Goodbye David Cameron, We Hardly Knew Ye

goodbye-david-cameron-1

If Atlanticist politicians in the United Kingdom opted to borrow the inaugural ball or correspondents’ dinner from the United States, perhaps on the coronation of Theresa May somebody could have co-opted a Don Rickles joke, witheringly complimenting the departing David Cameron by telling the gathered hangers-on ‘He’s a wonderful guy. You talk to him, it’s like being alone’.

The ‘wonderful’ would be too kind but otherwise the sentiment seems true of Cameron. Because although he left Downing Street just a couple of months ago, was praised during his time in office for purported displays of wit in the Commons even though his remarks were typically irrelevantly and insultingly snide, and ought already to be recalled as one of the most incompetent and destructive Prime Minister’s in British history, in another sense if feels as though he was hardly ever here. As a character and as a politician Cameron often appeared completely vacuous. But then that was always one of his biggest strengths.

This cipher, who existed only for the material benefit of himself and his friends, never seemed bright enough to be responsible for the most despised policies implemented by his government. Sweeping to power after thirteen long years of Labour, the country was ready for change and easily convinced of the need to cut spending. But as austerity became increasingly political, besides failing to right the economy while being swiftly rejected by most the rest of the world, the project became entwined in the public consciousness with George Osborne’s sickly smirk.
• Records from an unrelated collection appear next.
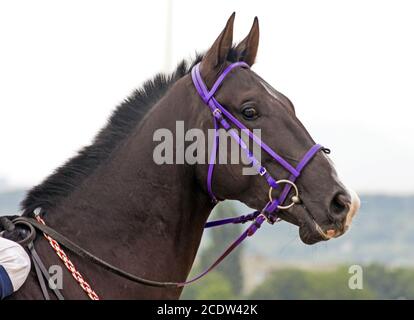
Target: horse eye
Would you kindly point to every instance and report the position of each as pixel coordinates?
(250, 113)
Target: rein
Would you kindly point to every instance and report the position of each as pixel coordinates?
(223, 118)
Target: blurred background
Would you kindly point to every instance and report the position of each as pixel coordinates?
(346, 65)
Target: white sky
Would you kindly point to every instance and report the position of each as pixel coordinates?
(347, 65)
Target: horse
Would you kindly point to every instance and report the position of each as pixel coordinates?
(114, 200)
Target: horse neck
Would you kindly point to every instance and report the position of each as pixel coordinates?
(149, 217)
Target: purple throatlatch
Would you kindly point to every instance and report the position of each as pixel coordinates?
(222, 117)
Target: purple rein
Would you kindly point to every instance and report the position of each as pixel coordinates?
(223, 118)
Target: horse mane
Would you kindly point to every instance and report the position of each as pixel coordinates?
(121, 123)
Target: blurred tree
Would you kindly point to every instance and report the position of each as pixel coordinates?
(300, 284)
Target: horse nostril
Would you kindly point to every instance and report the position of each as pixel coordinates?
(340, 203)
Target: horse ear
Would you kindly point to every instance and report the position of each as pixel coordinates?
(216, 56)
(247, 49)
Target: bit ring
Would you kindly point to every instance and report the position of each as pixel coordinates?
(295, 198)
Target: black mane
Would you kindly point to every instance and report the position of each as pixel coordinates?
(123, 120)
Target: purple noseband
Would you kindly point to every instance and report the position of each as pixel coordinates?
(223, 117)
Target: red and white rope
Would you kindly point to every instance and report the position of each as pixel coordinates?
(69, 265)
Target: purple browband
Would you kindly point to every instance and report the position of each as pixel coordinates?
(220, 114)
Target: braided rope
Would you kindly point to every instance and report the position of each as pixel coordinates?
(69, 265)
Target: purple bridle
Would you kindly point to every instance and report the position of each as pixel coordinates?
(222, 117)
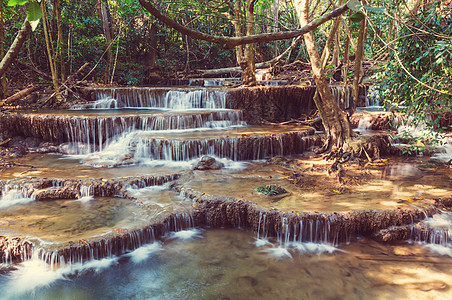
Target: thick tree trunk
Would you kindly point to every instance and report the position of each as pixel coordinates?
(104, 11)
(15, 47)
(59, 48)
(153, 70)
(3, 82)
(359, 56)
(335, 121)
(49, 52)
(236, 41)
(236, 21)
(20, 94)
(44, 75)
(248, 66)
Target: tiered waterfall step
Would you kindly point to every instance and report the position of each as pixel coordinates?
(95, 127)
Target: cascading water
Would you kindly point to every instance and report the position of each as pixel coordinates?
(316, 236)
(15, 194)
(435, 233)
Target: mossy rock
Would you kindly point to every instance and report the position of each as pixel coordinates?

Ian Duncan Smith whooped and hollered over the bedroom tax and benefit cuts. And Michael Gove struggled to get to grips with education. The things everyone hated about the Conservative government were each blamed on someone else.

Cameron was left to mainline on populist anti-immigration, an easy if ever more vile crowd-pleaser, which was also a vote winner as it could be used to distinguish the Tories from Labour, and which played to his party’s right as it was also vehemently anti-EU. The EU and EU migration is the least of Britain’s problems: Britain depends on workers from the EU, who are overwhelmingly young and well educated, who are the only group who offer a net contribution to the public purse, and who anyway number less than non-EU migrants, a group whose size is supposedly already susceptible to the elusive notion of ‘control’. But Cameron’s rhetoric effortlessly riled the man in the street.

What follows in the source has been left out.